Me vestí con premura, fui hasta su apartamento de planta baja y al asomarme por la ventana encontré a Antonia haciendo un café. Pobre, debe llevar tres días sin dormir, pensé de inmediato. Toqué la puerta y al ella abrirme, me abalancé sobre sus cuello y llorando le pedí perdón:
-¡Todo es mi culpa!, yo no la detuve a tiempo, ella me dijo que iba a hacer, pero ya sabes que soy un maricón, por favor perdóname, ella seguro está muerta, seguro está en el estómago de un tiburón o una ballena porque fue a suicidarse al mar, o a lo mejor la encontró un desgraciado qué, al verla triste, la violó y la tiene secuestrada, soy un imbécil, un idiota, no podré vivir con esto…
Luego de decir todo eso sin pausa, ella me despegó de su cuello y, con una enorme sonrisa en los labios me señaló hacía el interior del apartamento. Allí estaba Morelia, riéndose a carcajadas y preguntándome que porqué era tan dramático.
-No debes tomarte tan en serio las depresiones de una adolescente -, me dijo Antonia, volviendo a la cocina para retirar la olla de la estufa y colar el café. –Yo sabía que iba a volver, después de todo es solo una niña de 18 añitos pasando por su etapa, seguro tú también tienes tus momentos.

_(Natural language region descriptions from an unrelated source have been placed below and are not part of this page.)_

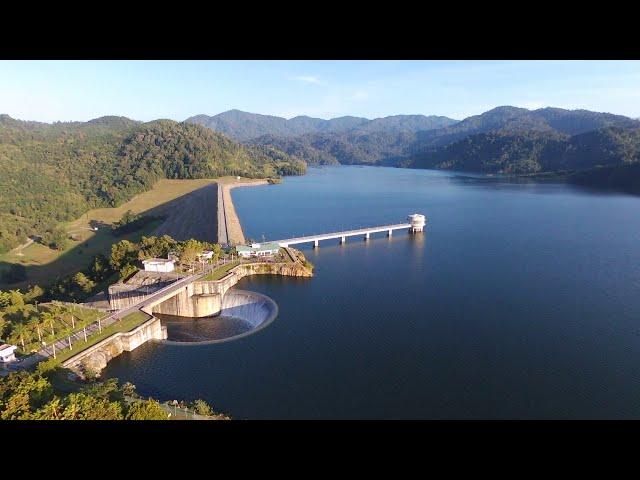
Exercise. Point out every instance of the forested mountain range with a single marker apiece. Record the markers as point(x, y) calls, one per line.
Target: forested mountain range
point(531, 151)
point(244, 126)
point(508, 140)
point(55, 172)
point(414, 140)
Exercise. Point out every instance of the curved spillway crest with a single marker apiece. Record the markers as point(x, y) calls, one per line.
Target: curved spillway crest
point(242, 314)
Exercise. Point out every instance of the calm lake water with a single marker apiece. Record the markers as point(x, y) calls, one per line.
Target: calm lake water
point(521, 300)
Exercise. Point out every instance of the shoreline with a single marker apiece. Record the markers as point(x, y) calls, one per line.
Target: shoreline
point(229, 226)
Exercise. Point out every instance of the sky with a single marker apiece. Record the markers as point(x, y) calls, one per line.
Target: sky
point(147, 90)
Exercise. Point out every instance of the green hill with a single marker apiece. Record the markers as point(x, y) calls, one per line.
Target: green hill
point(55, 172)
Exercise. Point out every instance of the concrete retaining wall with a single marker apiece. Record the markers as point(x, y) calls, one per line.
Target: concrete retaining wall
point(96, 357)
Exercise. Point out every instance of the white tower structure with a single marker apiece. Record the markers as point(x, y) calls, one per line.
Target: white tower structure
point(417, 222)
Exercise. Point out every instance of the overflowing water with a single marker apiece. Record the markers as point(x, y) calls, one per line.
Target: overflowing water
point(243, 313)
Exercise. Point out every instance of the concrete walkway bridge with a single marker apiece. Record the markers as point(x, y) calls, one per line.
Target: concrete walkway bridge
point(416, 224)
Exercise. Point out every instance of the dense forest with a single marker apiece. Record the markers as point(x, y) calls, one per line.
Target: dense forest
point(534, 151)
point(55, 172)
point(506, 140)
point(244, 126)
point(406, 140)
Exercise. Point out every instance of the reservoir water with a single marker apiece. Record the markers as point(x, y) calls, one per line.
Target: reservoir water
point(521, 300)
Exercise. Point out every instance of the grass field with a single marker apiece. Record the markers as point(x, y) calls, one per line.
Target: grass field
point(124, 325)
point(221, 271)
point(45, 265)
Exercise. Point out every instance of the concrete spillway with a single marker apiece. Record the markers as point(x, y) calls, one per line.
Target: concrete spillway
point(242, 314)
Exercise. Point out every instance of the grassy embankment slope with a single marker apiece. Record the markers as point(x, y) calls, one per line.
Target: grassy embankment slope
point(166, 198)
point(126, 324)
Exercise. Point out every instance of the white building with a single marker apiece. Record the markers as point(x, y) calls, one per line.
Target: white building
point(206, 255)
point(417, 222)
point(258, 250)
point(158, 265)
point(7, 354)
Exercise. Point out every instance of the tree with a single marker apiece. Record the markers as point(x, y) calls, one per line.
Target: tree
point(129, 389)
point(127, 271)
point(190, 250)
point(122, 253)
point(99, 267)
point(19, 331)
point(84, 283)
point(146, 410)
point(16, 273)
point(202, 408)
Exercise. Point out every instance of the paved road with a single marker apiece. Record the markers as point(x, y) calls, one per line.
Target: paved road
point(104, 322)
point(348, 233)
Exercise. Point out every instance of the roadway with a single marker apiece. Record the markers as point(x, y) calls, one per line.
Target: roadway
point(348, 233)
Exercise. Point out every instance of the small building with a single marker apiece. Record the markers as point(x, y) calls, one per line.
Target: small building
point(7, 354)
point(417, 221)
point(258, 249)
point(158, 265)
point(206, 255)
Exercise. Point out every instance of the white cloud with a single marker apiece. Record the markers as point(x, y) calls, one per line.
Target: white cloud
point(308, 79)
point(360, 95)
point(533, 105)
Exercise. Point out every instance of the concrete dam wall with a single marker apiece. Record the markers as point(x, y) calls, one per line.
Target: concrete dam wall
point(96, 357)
point(206, 298)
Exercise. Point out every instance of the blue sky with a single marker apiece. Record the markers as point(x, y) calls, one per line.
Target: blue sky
point(146, 90)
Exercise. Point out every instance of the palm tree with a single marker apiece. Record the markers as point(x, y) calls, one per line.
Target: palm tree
point(19, 330)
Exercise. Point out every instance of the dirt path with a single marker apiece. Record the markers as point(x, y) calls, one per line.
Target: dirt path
point(229, 227)
point(193, 215)
point(18, 250)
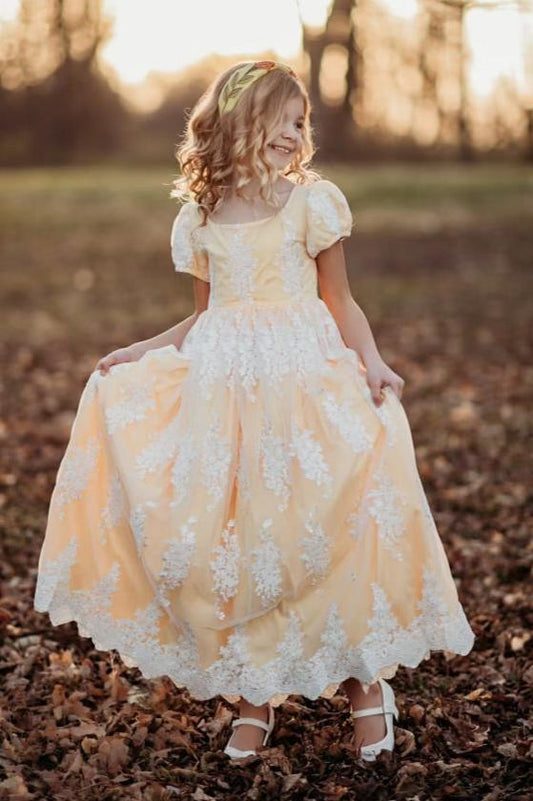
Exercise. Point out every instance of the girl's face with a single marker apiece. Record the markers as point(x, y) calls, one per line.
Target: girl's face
point(288, 138)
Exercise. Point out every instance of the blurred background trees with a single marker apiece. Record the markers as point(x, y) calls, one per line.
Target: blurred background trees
point(381, 86)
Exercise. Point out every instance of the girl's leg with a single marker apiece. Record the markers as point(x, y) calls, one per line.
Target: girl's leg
point(371, 728)
point(248, 736)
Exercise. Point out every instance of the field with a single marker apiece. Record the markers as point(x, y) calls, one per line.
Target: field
point(441, 262)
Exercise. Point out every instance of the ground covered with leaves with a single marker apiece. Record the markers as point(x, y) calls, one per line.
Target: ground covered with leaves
point(440, 261)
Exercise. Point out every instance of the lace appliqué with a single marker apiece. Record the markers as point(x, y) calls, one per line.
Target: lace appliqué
point(384, 504)
point(292, 259)
point(75, 473)
point(275, 458)
point(349, 424)
point(248, 345)
point(161, 450)
point(135, 404)
point(226, 567)
point(308, 451)
point(216, 461)
point(178, 556)
point(138, 518)
point(436, 626)
point(243, 265)
point(315, 549)
point(115, 509)
point(182, 469)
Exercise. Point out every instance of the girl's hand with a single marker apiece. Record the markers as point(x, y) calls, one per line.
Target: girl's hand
point(379, 375)
point(130, 354)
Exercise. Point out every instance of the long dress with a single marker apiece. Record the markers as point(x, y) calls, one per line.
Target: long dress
point(237, 514)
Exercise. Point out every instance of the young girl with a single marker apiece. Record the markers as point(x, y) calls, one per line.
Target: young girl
point(239, 507)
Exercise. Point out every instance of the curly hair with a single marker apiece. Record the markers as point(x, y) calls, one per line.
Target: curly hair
point(221, 152)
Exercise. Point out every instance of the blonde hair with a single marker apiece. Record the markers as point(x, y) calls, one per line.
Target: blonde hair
point(220, 152)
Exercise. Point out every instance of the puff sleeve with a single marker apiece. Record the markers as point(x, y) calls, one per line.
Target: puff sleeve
point(188, 252)
point(328, 216)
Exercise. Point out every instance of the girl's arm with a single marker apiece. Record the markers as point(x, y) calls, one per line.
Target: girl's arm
point(351, 321)
point(172, 336)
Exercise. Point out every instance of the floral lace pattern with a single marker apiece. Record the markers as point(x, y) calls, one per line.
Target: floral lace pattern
point(266, 566)
point(236, 513)
point(436, 625)
point(226, 567)
point(75, 474)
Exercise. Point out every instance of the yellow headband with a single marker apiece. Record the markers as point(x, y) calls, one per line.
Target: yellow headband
point(242, 78)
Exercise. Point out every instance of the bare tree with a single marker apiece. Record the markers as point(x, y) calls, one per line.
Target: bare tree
point(54, 103)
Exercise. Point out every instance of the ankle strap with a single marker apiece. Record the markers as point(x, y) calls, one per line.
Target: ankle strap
point(253, 721)
point(373, 710)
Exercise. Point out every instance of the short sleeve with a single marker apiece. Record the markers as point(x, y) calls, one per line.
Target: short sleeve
point(188, 253)
point(328, 216)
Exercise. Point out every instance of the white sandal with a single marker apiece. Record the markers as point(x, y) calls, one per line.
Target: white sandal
point(388, 708)
point(236, 753)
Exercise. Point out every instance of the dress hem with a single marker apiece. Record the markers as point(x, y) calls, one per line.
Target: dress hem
point(459, 644)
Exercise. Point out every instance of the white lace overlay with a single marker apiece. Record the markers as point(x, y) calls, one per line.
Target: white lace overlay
point(226, 567)
point(115, 509)
point(178, 557)
point(293, 670)
point(384, 503)
point(135, 404)
point(316, 549)
point(266, 566)
point(247, 345)
point(75, 473)
point(216, 501)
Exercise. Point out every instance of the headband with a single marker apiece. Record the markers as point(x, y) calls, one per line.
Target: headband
point(242, 78)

-Cierto Juan, aunque gracias por preocuparte -, me espetó Morelia con indiferencia, casi podría jurar que le molestaba mi presencia y mi preocupación.
-Eh, bueno… -; debo haber lucido como idiota balbuceando frente a las, ya reconciliadas, madre e hija.
Para disimular mi ridículo, acepté tomar la taza de café que Antonia me ofreció y escuchar como Morelia me decía que solo estaba escondida en casa de una amiga. Cuando partí, luego de dos horas de incómoda y mediocre conversación sobre la adolescencia y la rebeldía que la acompañaba, le dije a Morelia:
-Cuando vuelvas a fugarte, asegúrate de que yo no me entere, no quiero ser el idiota que llora con los escapes falsos de una adolescente caprichosa.
-Vete a la mierda Juan. Tú me follaste por primera vez, ¿lo recuerdas? -, parece que no se avergonzó al decir eso frente a su madre-. Así que seguramente, no te molesta saber que tu primera chica está en peligro y que debes preocuparte por ella.
-Vete tú a la mierda -. Tranqué la puerta con rudeza y juré que nunca volvería a hablar con Morelia.
Así fue, hasta dos semanas después, cuando Antonia murió y me llamaron de la funeraria donde trabajo para que fuera a buscar y preparar el cadáver y al llegar me recibió Morelia, abrazándome y diciéndome que necesitaba un amigo.